WujoodAn Arabic term in Islamic philosophy meaning “existence,” often used in Sufi metaphysics to refer to the divine existence or reality, exploring the relationship between the individual soul and the ultimate reality, emphasizing the divine presence in all existence, and influencing discussions on mysticism, divine knowledge, and the nature of reality.
XenofeminismA feminist and techno-philosophical movement advocating for the use of technology to promote gender equality, challenging traditional gender norms, exploring the intersection of feminism and technology, emphasizing the potential of artificial intelligence, biotechnology, and digital platforms in advancing feminist goals, and raising questions about identity, agency, and social change.
YangismAn ancient Chinese philosophical school associated with Yang Zhu, emphasizing individualism, self-centeredness, and the pursuit of personal happiness and well-being, often challenging Confucian ethics and social norms, promoting a hedonistic approach to life, and exploring the balance between individual desires and social obligations.
ZemlyakA term in Russian philosophy and literature meaning “fellow countryman” or “compatriot,” often used to explore the sense of belonging, identity, and community, emphasizing the shared experiences and cultural ties among people from the same region or nation, influencing discussions on national identity, patriotism, and cultural solidarity.
ZenA school of Mahayana Buddhism emphasizing direct experience, meditation, and the attainment of enlightenment (satori or kensho), often associated with the practice of zazen (seated meditation) and koans (paradoxical statements or questions), emphasizing the direct transmission of wisdom from master to disciple, and influencing art, literature, and philosophy.
Zhuangzi’s DaoismA philosophical text attributed to Zhuangzi, a Daoist philosopher, emphasizing the Dao (the Way) as an ineffable, natural principle guiding the universe, advocating for spontaneity, simplicity, and harmonious living, often challenging social conventions, dualistic thinking, and rigid distinctions, and exploring the interconnectedness of all things in the Dao.
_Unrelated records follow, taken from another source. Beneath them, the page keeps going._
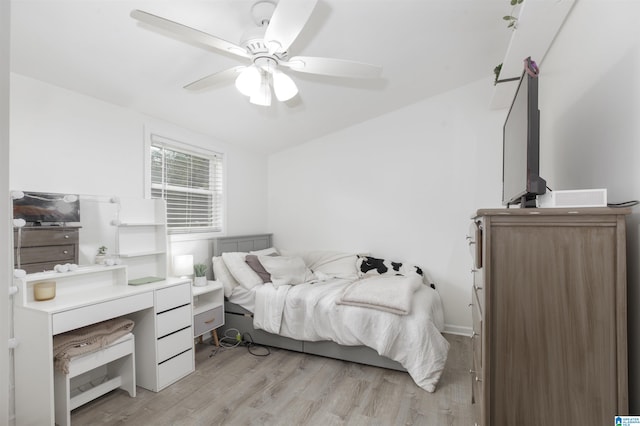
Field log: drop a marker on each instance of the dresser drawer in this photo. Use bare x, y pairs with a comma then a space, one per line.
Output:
46, 236
61, 253
208, 320
170, 297
173, 320
91, 314
174, 344
175, 368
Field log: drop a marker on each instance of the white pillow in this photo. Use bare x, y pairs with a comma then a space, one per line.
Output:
222, 274
335, 264
270, 250
286, 270
242, 272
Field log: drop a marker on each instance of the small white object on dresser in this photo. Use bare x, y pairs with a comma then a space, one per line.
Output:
208, 309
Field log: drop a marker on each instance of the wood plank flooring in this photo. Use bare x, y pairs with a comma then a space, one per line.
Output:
234, 387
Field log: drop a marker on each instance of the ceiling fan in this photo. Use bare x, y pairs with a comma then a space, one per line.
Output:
265, 48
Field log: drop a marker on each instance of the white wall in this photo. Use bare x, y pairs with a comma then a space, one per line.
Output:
590, 126
62, 141
402, 186
5, 248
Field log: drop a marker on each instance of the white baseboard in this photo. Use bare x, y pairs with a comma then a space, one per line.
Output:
457, 329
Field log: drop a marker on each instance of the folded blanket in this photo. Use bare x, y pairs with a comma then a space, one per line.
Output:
385, 293
87, 339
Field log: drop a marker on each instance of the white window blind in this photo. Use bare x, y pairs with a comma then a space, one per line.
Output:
191, 184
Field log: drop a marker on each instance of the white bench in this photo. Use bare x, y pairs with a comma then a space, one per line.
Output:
112, 366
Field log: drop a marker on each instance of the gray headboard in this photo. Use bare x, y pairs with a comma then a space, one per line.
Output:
244, 243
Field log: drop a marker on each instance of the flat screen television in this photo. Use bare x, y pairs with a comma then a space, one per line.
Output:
521, 181
47, 208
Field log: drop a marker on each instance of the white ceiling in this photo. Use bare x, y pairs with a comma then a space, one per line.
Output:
94, 47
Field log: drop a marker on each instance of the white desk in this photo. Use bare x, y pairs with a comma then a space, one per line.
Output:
85, 296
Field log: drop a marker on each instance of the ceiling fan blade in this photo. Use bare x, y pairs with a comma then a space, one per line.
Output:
188, 33
283, 86
214, 79
333, 67
288, 19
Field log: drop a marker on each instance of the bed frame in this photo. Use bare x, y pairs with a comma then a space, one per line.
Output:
236, 317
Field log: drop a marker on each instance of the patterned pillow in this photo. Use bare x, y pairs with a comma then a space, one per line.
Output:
368, 265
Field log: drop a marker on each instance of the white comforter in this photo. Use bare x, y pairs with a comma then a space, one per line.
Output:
310, 312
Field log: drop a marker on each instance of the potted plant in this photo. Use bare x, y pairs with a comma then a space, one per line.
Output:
199, 272
102, 255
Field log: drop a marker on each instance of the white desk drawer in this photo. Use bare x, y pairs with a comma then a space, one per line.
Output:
175, 368
173, 320
91, 314
173, 344
208, 320
171, 297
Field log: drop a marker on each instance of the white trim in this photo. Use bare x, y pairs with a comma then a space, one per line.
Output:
458, 329
176, 137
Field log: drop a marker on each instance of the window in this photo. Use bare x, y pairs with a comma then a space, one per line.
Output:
191, 184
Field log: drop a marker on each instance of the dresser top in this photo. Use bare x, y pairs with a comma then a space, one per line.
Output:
582, 211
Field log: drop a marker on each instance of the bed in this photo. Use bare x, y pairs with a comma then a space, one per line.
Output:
341, 305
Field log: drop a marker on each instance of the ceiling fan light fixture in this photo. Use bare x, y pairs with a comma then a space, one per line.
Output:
283, 86
249, 80
262, 96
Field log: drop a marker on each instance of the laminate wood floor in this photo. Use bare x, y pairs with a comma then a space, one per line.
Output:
234, 387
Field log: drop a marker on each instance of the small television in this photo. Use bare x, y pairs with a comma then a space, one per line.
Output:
521, 181
47, 208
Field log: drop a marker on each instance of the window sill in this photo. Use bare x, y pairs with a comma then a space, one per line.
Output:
196, 236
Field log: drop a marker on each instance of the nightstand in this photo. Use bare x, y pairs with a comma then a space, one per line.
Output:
208, 309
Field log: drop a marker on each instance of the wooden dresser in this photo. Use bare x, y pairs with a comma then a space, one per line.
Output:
43, 247
549, 314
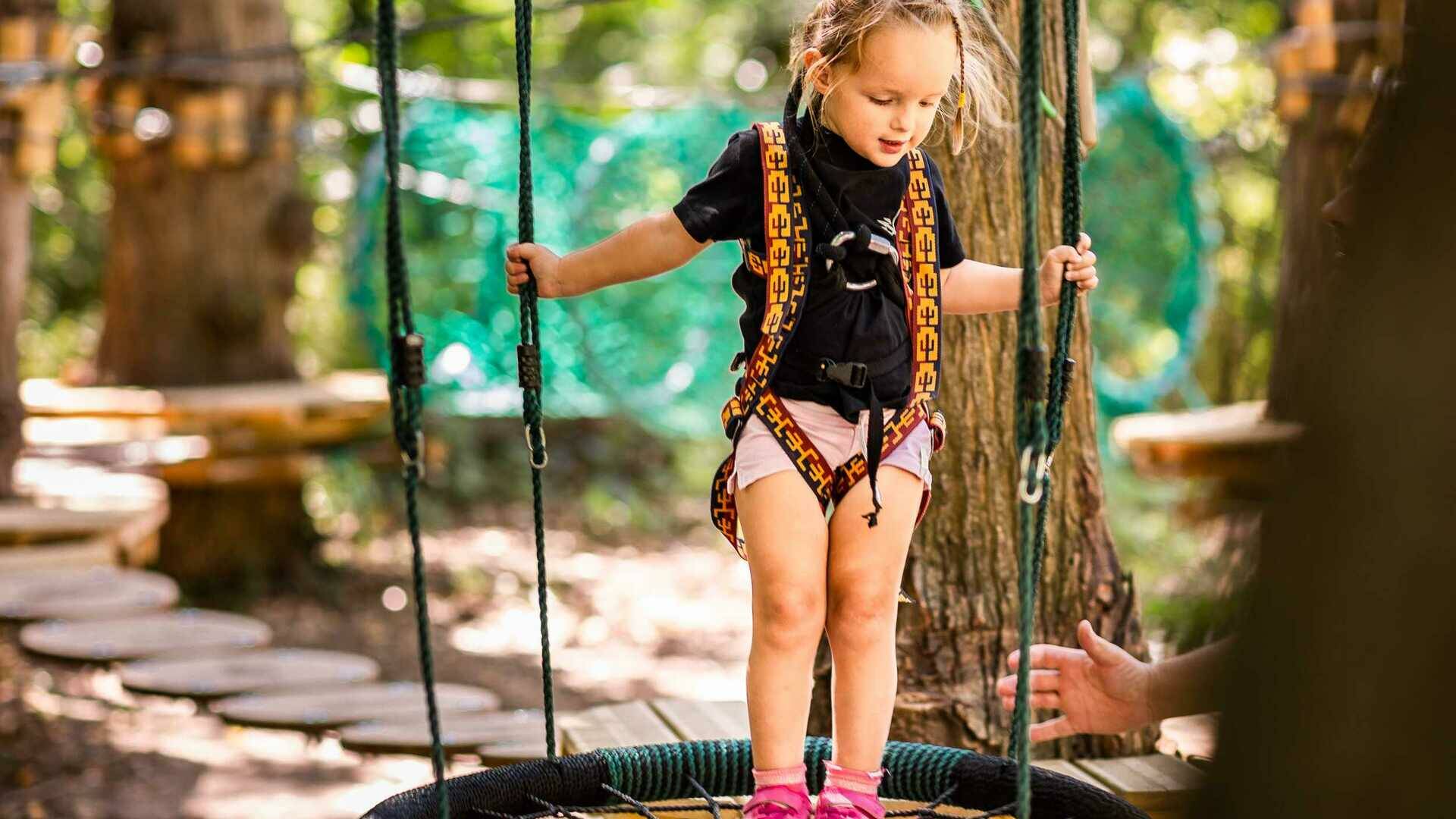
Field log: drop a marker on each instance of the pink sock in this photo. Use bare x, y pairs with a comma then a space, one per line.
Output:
852, 779
789, 776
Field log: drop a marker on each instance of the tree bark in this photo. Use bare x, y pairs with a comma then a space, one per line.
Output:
1310, 177
201, 261
15, 240
15, 259
204, 248
952, 643
1351, 611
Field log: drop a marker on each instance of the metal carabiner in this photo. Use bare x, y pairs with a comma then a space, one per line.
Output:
1024, 483
877, 243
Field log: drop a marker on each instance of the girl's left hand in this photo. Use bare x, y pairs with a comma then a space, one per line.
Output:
1079, 264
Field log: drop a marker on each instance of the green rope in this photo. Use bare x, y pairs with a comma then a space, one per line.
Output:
1031, 403
529, 357
1040, 410
403, 373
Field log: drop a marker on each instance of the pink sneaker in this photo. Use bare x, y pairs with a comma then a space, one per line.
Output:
780, 802
840, 803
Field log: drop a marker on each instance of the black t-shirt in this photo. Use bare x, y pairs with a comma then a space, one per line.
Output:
837, 324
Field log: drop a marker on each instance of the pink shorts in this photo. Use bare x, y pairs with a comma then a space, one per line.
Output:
761, 455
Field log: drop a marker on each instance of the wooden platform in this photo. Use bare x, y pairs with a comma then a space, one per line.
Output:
120, 444
1159, 784
246, 672
519, 732
73, 515
335, 409
618, 725
1232, 444
1191, 738
185, 632
83, 594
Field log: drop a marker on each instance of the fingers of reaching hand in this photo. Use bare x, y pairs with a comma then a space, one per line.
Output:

ZoroastrianismOne of the world’s oldest monotheistic religions founded by Zoroaster (Zarathustra) in ancient Persia, emphasizing the worship of Ahura Mazda as the supreme deity, exploring the dualistic conflict between good (holy spirit, Spenta Mainyu) and evil (destructive spirit, Angra Mainyu), emphasizing moral choices, ethical behavior, and the ultimate triumph of good over evil in the cosmic struggle.
ZurvanismAn ancient form of Zoroastrianism emphasizing Zurvan, the god of infinite time and space, often exploring the concept of eternal recurrence and the cyclical nature of time, challenging traditional dualistic views, influencing Gnostic and Manichaean thought, and raising questions about the nature of existence, destiny, and the eternal order of the cosmos.